Crowds of protesters swarmed, singing and clapping, through Barcelona's streets in a sea of red-and-yellow Spanish flags, brandishing placards reading "De Todos" (It belongs to all of us).
Municipal police said the crowd numbered about 300,000 while organisers said 1.3 million turned out and the central government's representative in Catalonia put the figure at one million.
Spain's biggest political crisis in decades mounted on Friday when secessionists in the Catalan parliament voted to declare the wealthy northeastern region of some 7.5 million people an independent republic.
The central government of Prime Minister Mariano Rajoy reacted swiftly by temporarily stripping the region of its autonomy and declaring the dismissal of secessionist regional president Carles Puigdemont and his executive.
"We are all Catalonia," proclaimed a massive banner, as marchers, young and old, chanted "Prison for Puigdemont".

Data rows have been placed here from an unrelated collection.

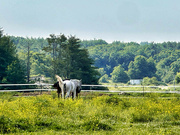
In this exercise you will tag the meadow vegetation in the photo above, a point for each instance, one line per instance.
(106, 114)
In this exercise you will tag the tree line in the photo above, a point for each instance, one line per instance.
(89, 60)
(137, 60)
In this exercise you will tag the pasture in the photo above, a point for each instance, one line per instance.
(148, 113)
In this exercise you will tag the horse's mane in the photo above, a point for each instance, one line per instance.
(59, 79)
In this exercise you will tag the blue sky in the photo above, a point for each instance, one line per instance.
(110, 20)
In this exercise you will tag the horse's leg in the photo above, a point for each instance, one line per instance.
(74, 93)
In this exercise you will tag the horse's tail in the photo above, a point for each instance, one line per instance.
(59, 79)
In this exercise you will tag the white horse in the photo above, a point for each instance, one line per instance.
(67, 87)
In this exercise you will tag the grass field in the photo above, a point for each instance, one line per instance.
(91, 114)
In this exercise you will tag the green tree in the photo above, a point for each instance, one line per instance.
(71, 61)
(119, 75)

"I am enraged about what they are doing to the country that my grandparents built," said Marina Fernandez, a 19-year-old student from Girona, a separatist stronghold.
She told AFP she cannot speak out in her hometown for Spanish unity or "leave my house with the Spanish flag".

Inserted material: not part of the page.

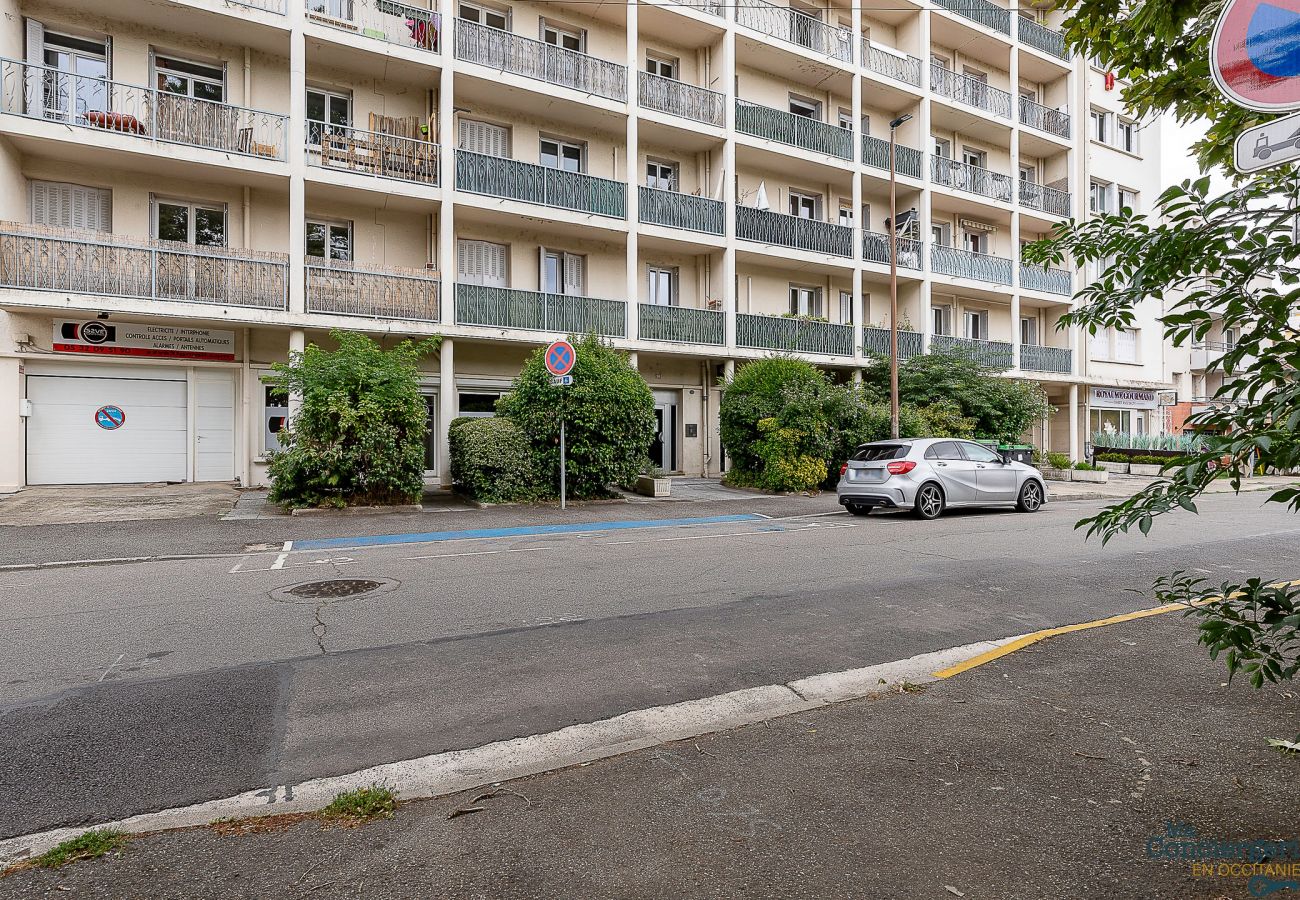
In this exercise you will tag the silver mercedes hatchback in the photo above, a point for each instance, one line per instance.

Meanwhile, the deputy president of the deposed Catalan government lashed out at Madrid, over what he called a "coup d'etat".
"The president of the country is and will remain Carles Puigdemont," the deposed leader's deputy, Oriol Junqueras, wrote in Catalan newspaper El Punt Avui.
Junqueras used the word "country" to refer to Catalonia, and signed off as the region's "vice president".
"We cannot recognise the coup d'etat against Catalonia, nor any of the anti-democratic decisions that the PP (Rajoy's ruling Popular Party) is adopting by remote control from Madrid," he wrote.
On top of firing Catalonia's government, Rajoy dissolved its parliament and called December 21 elections for the region.
Spain's ambassador to France, Fernando Carderera said Puigdemont will be "invited to present his candidacy" for the election.
Flor Pena, a 59-year-old originally from the northwestern autonomous region of Galicia, described the separatist actions as "shameful".
"The thing to do now is to beat them at the polls," she said.
She was part of a throng gathered near the spot where tens of thousands of people had celebrated the new "republic" with song, wine and fireworks on Friday.
"They have made fools of us," Miguel Angel Garcia Alcala, 70, who had travelled from the town of Rubi, 22 kilometres (14 miles) from Barcelona, told AFP.
"It is illegal what they have done... They are dictators."
The Catalan crisis was triggered by a banned independence referendum on October 1 that was shunned by many and marred by police violence.
Representatives of Rajoy's PP and other parties were at at Saturday's rally, in what for some resembled the start of an election campaign.
An opinion poll published in centre-right newspaper El Mundo said separatist parties would lose their majority in Catalonia's regional parliament if elections were held today.
"We have to turn out and vote to defend a return to normality," former European Parliament president Josep Borrell, who is from Catalonia, told the rally, taking place a day after thousands of people joined a similar march in Madrid.
As prosecutors prepared to file charges of rebellion against Puigdemont next week, he called Saturday for "democratic opposition" to Madrid's decision to impose direct rule -- the first curtailment of regional autonomy since Francisco Franco's 1939-75 dictatorship.
The immigration minister of Belgium, itself dealing with political tensions between French- and Flemish-speaking regions, said it could offer Puigdemont asylum.
"It's not unrealistic, looking at the current situation," said Theo Francken, a member of the Flemish separatist N-VA party.
Roughly the size of Belgium, Catalonia accounts for about 16 percent of Spain's population and attracts more tourists than any other region of Spain.
It produces a fifth of Spain's economic output -- making the region's economy the same size as Portugal's.
Before the upheaval, Catalonia enjoyed considerable autonomy, with control over education, healthcare and policing.
But while fiercely protective of their language, culture and autonomy, Catalans are divided on independence, according to polls.
Spain has the backing of the United States and allies in a secession-wary European Union still reeling from Britain's decision to leave.
Many fear the economic impact as the standoff drags on, and about 1,700 companies have already moved their legal headquarters out of Catalonia.